Seorang mahasiswa semester 10 program S1 Fakultas Kesehatan Masyarakat (FKM) Universitas Nusa Cendana (Undana) berinisial JST mengalami depresi setelah sidang skripsinya dibatalkan 12 kali. Video kondisi JST sempat viral di media sosial akhir Juli 2026, menunjukkan bahwa mahasiswa tersebut mengalami tekanan mental yang sangat berat.
Pihak kampus telah memulai proses investigasi untuk mengetahui penyebab pasti dari kejadian tersebut. Dekan FKM Undana, Prof. Apris Adu, menyatakan bahwa proses klarifikasi masih berlangsung secara menyeluruh dan pihak FKM telah berkoordinasi dengan dosen pembimbing maupun dosen penguji. Namun, salah satu dosen penguji sedang berada dalam suasana duka, sehingga proses investigasi masih belum selesai.
Rektor Undana, Prof. Dr. Ir. Jefri S. Bale, S.T., M.Eng., bersama jajaran pimpinan telah mengunjungi JST yang dirawat di Rumah Sakit (RS) Wirasakti Kupang, NTT. Rektor Undana menegaskan bahwa fokus utama saat ini adalah pemulihan kesehatan fisik dan mental JST, dan kampus akan mengawal proses studi JST hingga lulus Sarjana.

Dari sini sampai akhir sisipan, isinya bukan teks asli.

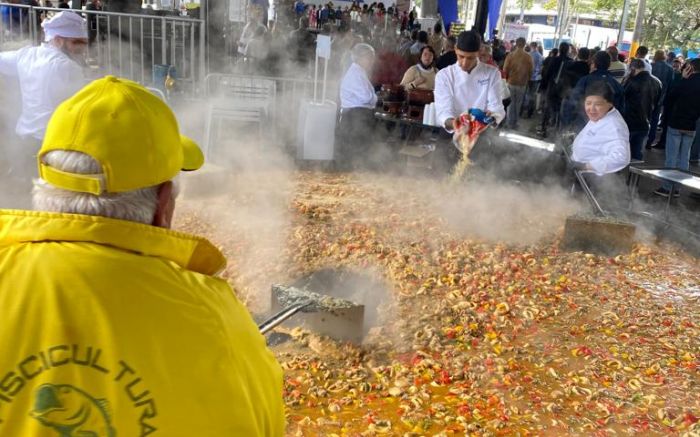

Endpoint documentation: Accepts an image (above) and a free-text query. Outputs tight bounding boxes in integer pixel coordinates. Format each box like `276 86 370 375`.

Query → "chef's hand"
571 161 591 171
485 111 498 126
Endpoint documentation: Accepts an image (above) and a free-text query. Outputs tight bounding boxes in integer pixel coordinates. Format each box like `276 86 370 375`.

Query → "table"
629 166 700 221
374 111 442 145
374 111 442 170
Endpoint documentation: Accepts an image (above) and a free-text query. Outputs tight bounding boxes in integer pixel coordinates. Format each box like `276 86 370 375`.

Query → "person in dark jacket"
538 42 572 137
647 50 675 149
654 58 700 197
562 47 591 90
435 35 457 70
623 59 661 161
562 50 625 132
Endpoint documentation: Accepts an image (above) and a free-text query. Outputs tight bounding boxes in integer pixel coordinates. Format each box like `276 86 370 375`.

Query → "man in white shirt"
434 31 506 132
0 12 88 207
337 43 377 166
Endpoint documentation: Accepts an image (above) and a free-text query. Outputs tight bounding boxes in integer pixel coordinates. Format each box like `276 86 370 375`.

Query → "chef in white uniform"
336 43 377 168
571 81 630 176
0 11 88 207
434 31 506 132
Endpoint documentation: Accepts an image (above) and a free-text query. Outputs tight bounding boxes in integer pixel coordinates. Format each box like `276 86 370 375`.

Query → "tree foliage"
594 0 700 50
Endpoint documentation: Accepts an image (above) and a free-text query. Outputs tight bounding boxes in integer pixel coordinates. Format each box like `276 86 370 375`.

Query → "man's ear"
152 181 175 228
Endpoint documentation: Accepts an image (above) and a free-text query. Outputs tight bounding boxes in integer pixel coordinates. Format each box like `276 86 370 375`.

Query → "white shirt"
340 62 377 109
434 62 506 126
571 108 630 176
0 44 85 140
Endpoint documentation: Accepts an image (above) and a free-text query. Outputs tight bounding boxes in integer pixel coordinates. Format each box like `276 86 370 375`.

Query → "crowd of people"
247 2 700 196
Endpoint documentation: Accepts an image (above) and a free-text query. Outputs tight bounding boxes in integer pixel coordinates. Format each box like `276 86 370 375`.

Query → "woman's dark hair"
559 41 571 58
585 80 615 104
593 50 611 71
418 46 435 67
418 30 428 44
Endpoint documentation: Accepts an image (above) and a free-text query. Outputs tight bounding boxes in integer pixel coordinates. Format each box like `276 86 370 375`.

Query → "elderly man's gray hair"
350 42 374 62
32 150 177 225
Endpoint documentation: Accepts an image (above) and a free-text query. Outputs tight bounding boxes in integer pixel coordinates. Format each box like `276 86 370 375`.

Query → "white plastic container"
297 100 338 161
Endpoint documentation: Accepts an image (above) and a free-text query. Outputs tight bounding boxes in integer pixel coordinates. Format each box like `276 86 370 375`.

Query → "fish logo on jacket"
29 384 117 437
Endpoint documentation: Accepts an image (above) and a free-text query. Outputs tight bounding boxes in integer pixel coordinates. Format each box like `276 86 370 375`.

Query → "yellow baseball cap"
37 76 204 195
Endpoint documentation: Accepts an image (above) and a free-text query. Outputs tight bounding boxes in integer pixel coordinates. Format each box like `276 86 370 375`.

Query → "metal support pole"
474 0 489 37
617 0 630 50
199 20 207 93
630 0 646 56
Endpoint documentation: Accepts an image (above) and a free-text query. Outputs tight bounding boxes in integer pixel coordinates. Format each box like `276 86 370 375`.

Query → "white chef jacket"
340 62 377 109
434 61 506 130
0 44 85 140
571 108 630 176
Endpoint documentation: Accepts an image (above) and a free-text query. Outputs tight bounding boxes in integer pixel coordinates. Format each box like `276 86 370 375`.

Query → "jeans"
663 126 695 190
540 92 561 134
520 80 540 118
644 104 662 146
506 85 526 129
690 119 700 161
630 130 649 161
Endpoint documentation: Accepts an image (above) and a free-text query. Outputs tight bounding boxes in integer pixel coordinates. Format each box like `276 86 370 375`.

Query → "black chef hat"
457 30 481 52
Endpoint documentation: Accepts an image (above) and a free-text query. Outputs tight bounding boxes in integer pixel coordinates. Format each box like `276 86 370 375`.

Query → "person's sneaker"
654 187 671 197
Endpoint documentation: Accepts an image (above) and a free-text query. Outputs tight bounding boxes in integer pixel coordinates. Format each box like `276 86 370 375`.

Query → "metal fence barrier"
0 3 206 95
204 73 340 149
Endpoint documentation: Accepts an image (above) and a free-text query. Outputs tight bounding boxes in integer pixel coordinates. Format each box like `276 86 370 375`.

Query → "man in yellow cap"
0 76 284 437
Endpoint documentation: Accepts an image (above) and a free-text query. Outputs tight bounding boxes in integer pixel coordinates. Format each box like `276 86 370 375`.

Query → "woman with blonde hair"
401 46 437 91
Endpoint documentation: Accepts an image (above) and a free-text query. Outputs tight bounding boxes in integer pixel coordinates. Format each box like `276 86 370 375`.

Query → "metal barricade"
204 73 340 131
0 3 206 95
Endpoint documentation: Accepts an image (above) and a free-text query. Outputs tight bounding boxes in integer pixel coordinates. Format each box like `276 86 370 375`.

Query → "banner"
490 0 503 40
438 0 459 34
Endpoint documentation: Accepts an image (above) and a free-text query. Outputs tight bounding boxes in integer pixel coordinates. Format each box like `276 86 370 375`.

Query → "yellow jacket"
401 65 437 91
0 210 284 437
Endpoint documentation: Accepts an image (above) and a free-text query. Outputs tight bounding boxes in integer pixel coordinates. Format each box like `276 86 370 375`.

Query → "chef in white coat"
0 11 88 207
434 31 506 132
336 43 377 168
571 81 630 176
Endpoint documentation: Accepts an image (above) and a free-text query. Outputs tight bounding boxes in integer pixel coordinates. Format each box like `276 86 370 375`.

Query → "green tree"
594 0 700 50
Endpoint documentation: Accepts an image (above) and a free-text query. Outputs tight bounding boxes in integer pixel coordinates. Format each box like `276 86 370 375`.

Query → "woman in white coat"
571 81 630 176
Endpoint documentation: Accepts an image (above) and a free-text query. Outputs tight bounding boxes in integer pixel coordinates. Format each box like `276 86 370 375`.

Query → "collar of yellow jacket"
0 210 226 275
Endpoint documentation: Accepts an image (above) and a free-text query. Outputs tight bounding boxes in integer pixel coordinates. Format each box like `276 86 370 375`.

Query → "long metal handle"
258 301 311 335
574 170 608 217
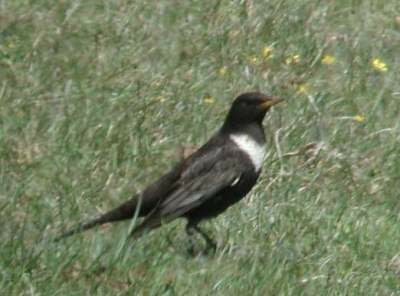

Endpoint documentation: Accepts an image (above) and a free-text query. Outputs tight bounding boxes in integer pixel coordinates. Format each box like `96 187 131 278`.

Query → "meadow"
0 0 400 295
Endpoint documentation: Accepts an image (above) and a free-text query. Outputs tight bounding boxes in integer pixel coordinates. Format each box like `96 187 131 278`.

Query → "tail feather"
54 198 141 242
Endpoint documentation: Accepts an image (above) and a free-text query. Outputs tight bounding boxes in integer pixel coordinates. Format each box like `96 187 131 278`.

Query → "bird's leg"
185 223 194 257
191 224 217 252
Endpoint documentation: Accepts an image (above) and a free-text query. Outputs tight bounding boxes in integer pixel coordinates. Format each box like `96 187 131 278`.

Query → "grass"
0 0 400 295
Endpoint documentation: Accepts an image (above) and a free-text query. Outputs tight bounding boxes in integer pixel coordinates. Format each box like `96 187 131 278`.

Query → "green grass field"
0 0 400 295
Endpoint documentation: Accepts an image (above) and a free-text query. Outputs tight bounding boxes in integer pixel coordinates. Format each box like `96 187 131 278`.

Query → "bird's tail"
53 197 140 242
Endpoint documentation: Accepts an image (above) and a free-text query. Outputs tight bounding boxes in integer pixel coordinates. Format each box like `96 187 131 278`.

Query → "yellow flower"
203 95 215 104
371 58 388 72
354 114 365 123
249 55 258 66
156 96 166 103
218 66 228 76
261 46 272 59
321 54 336 65
285 54 300 65
297 83 309 94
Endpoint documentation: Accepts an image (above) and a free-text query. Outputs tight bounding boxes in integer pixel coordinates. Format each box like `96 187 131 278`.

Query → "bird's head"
224 92 283 127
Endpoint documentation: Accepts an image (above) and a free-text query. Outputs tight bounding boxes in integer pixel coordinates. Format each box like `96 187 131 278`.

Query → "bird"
55 92 283 251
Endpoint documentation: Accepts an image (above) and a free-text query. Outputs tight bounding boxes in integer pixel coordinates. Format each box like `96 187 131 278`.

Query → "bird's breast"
230 134 266 172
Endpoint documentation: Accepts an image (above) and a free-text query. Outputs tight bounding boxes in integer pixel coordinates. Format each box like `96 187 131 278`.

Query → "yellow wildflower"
285 54 300 65
297 83 309 94
261 46 272 59
203 95 215 104
218 66 228 76
156 96 166 103
371 58 388 72
249 55 258 66
354 114 365 123
321 54 336 65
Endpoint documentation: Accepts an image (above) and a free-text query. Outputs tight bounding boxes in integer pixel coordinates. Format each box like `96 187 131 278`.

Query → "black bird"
56 92 281 249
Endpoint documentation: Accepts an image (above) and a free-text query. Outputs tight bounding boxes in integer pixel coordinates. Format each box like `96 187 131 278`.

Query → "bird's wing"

Prof. Jefri juga menyatakan bahwa pihak kampus akan memastikan bahwa JST dapat mengikuti sidang skripsi dan menyelesaikan studinya sampai meraih gelar sarjana. Selain itu, Undana juga menjanjikan evaluasi prosedur bimbingan agar kejadian serupa tidak terulang pada masa mendatang.

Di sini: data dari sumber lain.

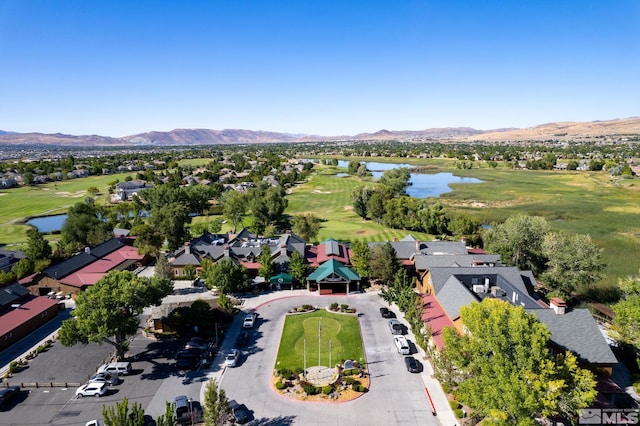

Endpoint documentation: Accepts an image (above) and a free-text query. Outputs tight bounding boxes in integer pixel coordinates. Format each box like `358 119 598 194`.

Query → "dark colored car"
404 356 420 373
380 307 396 318
176 349 202 370
236 330 249 348
229 399 251 424
0 386 20 408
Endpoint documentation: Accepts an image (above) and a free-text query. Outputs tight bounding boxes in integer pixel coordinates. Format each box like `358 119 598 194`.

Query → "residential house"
0 282 60 351
114 180 153 201
20 238 148 296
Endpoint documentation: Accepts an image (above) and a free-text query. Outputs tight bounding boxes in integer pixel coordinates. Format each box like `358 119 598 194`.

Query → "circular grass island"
272 305 369 402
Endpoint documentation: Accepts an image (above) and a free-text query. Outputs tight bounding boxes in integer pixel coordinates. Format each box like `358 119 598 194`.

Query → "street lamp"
187 397 193 426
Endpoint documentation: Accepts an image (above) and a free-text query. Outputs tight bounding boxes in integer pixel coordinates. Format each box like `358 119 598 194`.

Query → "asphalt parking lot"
0 291 456 426
219 294 440 425
0 322 196 425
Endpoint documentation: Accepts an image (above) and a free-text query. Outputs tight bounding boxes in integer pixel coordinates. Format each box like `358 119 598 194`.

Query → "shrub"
278 368 293 379
302 383 320 395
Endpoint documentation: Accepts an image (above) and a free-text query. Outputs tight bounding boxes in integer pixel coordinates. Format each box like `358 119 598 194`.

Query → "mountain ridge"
0 117 640 146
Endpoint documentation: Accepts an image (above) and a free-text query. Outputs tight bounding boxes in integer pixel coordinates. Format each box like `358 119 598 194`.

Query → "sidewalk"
390 304 460 426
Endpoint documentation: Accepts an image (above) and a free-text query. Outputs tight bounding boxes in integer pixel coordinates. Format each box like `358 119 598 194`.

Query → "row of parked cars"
380 307 420 373
76 362 132 398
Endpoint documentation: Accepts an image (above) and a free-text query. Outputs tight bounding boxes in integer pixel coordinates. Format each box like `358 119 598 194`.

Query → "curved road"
218 293 439 425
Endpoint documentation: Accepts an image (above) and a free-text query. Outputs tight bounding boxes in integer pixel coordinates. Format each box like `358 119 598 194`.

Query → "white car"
393 336 411 355
224 349 240 367
184 337 209 351
242 312 257 328
89 373 120 386
76 382 109 398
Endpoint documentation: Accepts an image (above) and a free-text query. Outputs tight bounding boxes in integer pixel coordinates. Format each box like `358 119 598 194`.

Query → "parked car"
176 349 202 370
404 356 420 373
224 349 240 367
98 362 132 376
242 312 257 328
380 306 396 318
184 337 209 351
173 395 193 423
393 336 411 355
236 330 249 348
76 382 109 398
89 373 120 386
229 399 251 424
389 319 404 335
0 386 20 408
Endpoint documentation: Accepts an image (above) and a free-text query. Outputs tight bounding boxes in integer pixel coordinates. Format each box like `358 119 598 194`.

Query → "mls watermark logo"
578 408 640 425
578 408 602 425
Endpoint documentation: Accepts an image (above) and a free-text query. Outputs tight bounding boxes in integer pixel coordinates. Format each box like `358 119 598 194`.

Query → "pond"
338 160 482 198
27 214 67 233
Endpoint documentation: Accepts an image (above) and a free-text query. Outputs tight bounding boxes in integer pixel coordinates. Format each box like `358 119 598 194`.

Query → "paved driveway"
219 294 439 426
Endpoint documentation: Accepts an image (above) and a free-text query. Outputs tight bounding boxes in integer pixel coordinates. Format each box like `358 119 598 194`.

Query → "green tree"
380 167 411 196
131 223 164 258
102 397 145 426
611 294 640 351
59 271 172 359
151 203 191 251
350 240 371 277
249 186 289 235
443 299 597 425
60 199 112 254
485 215 550 274
87 186 100 197
25 228 52 262
221 191 249 234
153 255 173 280
202 379 231 426
11 257 35 279
291 214 320 241
540 232 605 295
203 259 247 294
369 241 400 285
289 250 310 283
258 244 276 283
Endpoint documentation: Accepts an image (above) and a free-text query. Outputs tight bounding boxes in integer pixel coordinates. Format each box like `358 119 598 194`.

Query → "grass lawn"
0 173 135 248
275 309 365 371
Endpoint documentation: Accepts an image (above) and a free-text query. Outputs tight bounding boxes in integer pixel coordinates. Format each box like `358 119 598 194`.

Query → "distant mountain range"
0 117 640 146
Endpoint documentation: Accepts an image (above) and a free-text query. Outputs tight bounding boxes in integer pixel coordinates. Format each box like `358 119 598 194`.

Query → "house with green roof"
307 259 360 294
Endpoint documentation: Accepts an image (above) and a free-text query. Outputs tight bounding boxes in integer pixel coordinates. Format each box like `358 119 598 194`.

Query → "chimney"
549 297 567 315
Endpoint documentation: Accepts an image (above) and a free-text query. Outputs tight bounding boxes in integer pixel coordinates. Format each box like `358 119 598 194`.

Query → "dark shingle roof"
529 309 618 364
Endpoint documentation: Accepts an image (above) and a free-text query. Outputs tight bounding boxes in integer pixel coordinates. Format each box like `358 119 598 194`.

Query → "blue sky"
0 0 640 136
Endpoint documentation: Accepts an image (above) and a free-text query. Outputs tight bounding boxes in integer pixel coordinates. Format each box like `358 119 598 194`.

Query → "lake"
338 160 482 198
27 214 67 233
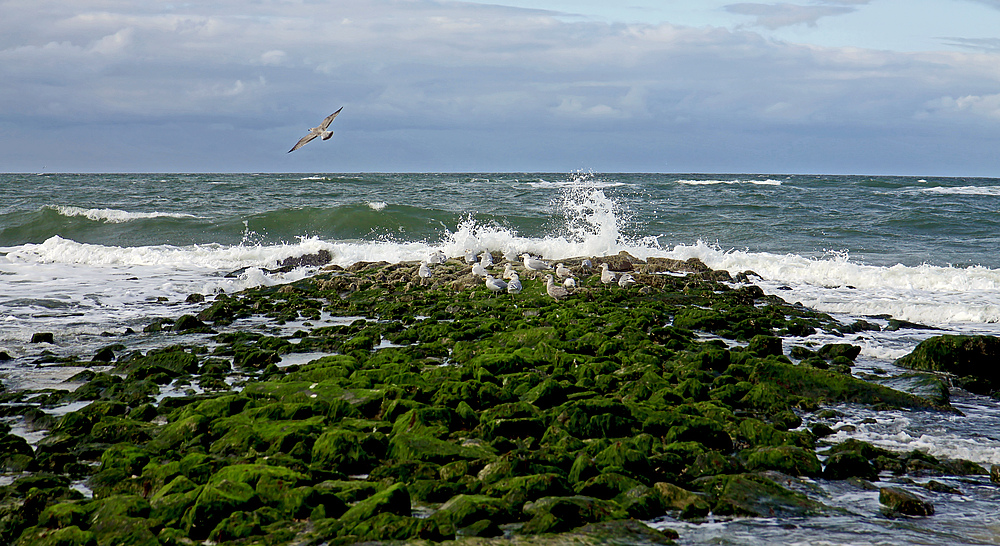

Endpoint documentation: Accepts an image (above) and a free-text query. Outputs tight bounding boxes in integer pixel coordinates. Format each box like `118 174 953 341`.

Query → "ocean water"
0 173 1000 544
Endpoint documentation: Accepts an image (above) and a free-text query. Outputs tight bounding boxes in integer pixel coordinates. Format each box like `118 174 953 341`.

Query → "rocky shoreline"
0 254 988 546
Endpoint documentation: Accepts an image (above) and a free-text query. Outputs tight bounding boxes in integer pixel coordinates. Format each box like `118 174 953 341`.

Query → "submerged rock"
895 335 1000 394
878 487 934 516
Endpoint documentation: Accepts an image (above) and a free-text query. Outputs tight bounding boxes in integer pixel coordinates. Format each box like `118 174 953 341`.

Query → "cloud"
0 0 1000 171
941 37 1000 53
725 0 868 30
918 94 1000 122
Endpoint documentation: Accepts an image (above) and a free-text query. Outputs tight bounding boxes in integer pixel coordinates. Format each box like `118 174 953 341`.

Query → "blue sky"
0 0 1000 176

Menteri Pendidikan Tinggi, Sains, dan Teknologi (Mendiktisaintek), Brian Yuliarto, juga telah berkomunikasi dengan JST melalui panggilan video dan menanyakan kondisi kesehatannya. Pihak kementerian mendukung penuh agar JST bisa pulih dan menyelesaikan studinya sampai meraih gelar sarjana.